Theoretical design and prediction of properties for dinitromethyl, fluorodinitromethyl, and (difluoroamino)dinitromethyl derivatives of triazole and tetrazole

Abstract

Fluorine- and oxygen-rich compounds are promising as energetic materials for composite propellants, explosives, and pyrotechnics. As an effective and timesaving tool for screening the structures of potential energetic compounds, computer simulation has been widely used to predict the detonation or physicochemical properties of energetic molecules with relatively high precision. In this study, twelve series of dinitromethyl, fluorodinitromethyl, and (difluoroamino)dinitromethyl derivatives of triazole and tetrazole were designed by C- or N-functionalization. Their properties, including density, heat of formation, and detonation properties, were evaluated extensively using volume-based thermodynamic calculations and density functional theory.

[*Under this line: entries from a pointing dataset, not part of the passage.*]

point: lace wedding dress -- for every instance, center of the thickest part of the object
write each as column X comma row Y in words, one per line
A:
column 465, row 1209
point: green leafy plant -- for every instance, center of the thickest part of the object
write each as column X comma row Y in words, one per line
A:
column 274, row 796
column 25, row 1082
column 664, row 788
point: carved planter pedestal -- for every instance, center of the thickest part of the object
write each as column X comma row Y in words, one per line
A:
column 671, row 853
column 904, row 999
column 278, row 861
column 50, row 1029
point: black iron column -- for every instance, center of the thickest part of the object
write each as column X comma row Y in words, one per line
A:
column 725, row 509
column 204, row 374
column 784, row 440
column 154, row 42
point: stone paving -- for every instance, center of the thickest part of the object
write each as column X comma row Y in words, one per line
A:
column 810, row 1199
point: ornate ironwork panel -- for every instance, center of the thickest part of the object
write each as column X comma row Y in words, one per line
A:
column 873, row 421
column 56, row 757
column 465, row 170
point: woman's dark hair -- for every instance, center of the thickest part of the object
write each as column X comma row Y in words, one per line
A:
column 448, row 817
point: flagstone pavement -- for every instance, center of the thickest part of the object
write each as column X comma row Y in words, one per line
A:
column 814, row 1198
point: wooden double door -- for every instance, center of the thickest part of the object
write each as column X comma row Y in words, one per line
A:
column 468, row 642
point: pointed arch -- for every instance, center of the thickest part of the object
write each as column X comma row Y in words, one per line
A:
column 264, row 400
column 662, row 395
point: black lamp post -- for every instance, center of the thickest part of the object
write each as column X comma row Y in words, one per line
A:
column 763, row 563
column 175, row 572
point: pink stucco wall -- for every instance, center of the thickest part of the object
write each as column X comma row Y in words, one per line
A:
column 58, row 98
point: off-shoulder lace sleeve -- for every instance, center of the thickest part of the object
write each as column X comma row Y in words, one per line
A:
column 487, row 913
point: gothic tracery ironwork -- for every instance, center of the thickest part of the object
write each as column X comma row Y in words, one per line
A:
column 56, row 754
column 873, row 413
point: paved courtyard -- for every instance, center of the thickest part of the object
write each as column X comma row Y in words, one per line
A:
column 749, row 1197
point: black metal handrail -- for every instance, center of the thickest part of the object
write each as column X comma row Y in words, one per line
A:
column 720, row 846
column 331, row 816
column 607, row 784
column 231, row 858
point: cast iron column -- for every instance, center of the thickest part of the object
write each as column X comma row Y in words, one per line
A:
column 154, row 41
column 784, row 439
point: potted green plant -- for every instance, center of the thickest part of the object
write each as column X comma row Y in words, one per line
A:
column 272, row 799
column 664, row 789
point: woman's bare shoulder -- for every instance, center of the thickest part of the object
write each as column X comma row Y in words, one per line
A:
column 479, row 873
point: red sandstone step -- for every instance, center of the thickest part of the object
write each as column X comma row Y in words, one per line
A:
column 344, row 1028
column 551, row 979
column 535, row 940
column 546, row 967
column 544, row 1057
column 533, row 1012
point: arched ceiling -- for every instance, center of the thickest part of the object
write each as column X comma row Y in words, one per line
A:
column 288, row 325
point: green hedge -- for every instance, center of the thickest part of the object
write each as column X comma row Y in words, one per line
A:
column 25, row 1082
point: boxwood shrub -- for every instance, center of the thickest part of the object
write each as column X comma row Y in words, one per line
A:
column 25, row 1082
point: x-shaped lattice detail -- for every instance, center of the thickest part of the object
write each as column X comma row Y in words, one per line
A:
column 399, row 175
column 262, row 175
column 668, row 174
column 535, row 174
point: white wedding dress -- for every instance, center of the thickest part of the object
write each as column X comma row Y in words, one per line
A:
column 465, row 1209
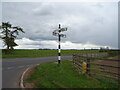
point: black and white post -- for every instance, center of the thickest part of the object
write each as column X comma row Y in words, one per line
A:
column 57, row 33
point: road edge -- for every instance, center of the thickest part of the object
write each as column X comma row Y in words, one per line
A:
column 21, row 85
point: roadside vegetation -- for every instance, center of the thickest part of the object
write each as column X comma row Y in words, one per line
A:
column 43, row 53
column 8, row 34
column 25, row 53
column 50, row 75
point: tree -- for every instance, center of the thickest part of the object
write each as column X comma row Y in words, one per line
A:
column 9, row 34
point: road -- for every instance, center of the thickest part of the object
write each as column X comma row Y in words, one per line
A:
column 12, row 69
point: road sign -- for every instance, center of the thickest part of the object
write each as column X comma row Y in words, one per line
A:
column 57, row 33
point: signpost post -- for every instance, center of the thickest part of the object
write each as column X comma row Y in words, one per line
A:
column 58, row 33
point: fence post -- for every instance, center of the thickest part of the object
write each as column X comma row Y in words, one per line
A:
column 88, row 66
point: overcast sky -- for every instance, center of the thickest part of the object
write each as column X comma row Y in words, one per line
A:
column 90, row 24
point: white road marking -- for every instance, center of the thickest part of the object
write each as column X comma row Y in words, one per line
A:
column 21, row 66
column 10, row 67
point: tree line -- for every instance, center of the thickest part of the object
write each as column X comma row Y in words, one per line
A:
column 8, row 34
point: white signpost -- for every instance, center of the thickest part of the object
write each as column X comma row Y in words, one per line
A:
column 57, row 33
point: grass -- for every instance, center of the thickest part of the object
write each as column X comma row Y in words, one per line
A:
column 44, row 53
column 50, row 75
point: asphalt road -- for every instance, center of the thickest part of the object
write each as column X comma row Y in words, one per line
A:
column 12, row 69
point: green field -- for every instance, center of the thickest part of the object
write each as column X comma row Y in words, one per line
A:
column 44, row 53
column 50, row 75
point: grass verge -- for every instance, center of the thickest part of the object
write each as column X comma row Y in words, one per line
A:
column 50, row 75
column 43, row 53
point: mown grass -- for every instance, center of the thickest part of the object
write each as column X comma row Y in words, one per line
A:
column 50, row 75
column 43, row 53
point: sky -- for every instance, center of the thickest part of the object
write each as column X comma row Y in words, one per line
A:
column 89, row 24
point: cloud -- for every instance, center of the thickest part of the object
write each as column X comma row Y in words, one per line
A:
column 86, row 22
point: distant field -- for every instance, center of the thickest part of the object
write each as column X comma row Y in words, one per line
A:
column 44, row 53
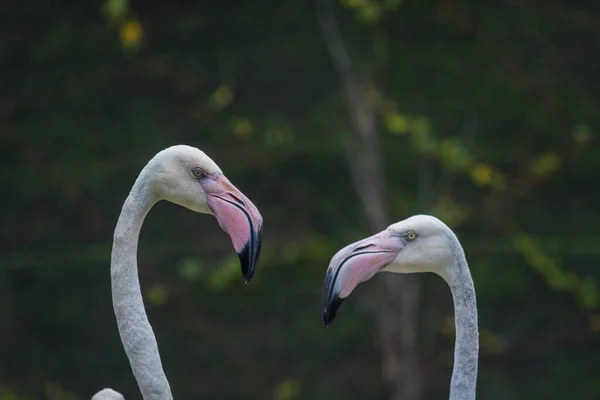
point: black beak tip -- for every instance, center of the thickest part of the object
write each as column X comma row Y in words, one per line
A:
column 248, row 266
column 330, row 310
column 250, row 254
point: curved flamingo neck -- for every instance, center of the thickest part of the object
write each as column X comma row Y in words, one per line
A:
column 134, row 328
column 466, row 350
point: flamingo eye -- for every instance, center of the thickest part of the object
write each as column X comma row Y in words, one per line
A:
column 410, row 236
column 197, row 172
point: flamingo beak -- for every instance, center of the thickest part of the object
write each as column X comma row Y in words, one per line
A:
column 356, row 263
column 237, row 216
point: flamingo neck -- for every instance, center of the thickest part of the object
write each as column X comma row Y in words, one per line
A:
column 464, row 375
column 135, row 330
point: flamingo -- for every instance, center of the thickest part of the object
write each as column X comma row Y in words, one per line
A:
column 185, row 176
column 421, row 243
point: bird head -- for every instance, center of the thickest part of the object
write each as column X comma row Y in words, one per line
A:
column 186, row 176
column 420, row 243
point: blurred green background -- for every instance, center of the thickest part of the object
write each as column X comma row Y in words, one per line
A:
column 336, row 119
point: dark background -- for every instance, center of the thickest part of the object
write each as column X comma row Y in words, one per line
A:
column 336, row 119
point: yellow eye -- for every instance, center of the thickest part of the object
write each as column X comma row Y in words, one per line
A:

Among the investigated compounds, 1-(fluorodinitromethyl)-3-nitro-1,2,4-triazole (B3), 1-(fluorodinitromethyl)-4-nitro-1,2,3-triazole (F3), 4,5-bis(fluorodinitromethyl)-1,2,3-triazole (H3), and 5-(fluorodinitromethyl)-tetrazole (I3) displayed excellent integrated performance, that is, high density (≥1.95 g cm⁻³), oxygen balance (≥2.97%), detonation velocity (>8900 m s⁻¹), and detonation pressure (>40.0 GPa). These results are expected to facilitate the synthesis of a new generation of fluorine- and oxygen-rich energetic compounds. More importantly, our design strategy of constructing nitrogen-rich molecular skeletons with highly dense substituents and highly positive heats of formation by C- or N-functionalization is a valuable approach for developing novel high-energy-density materials with excellent performance.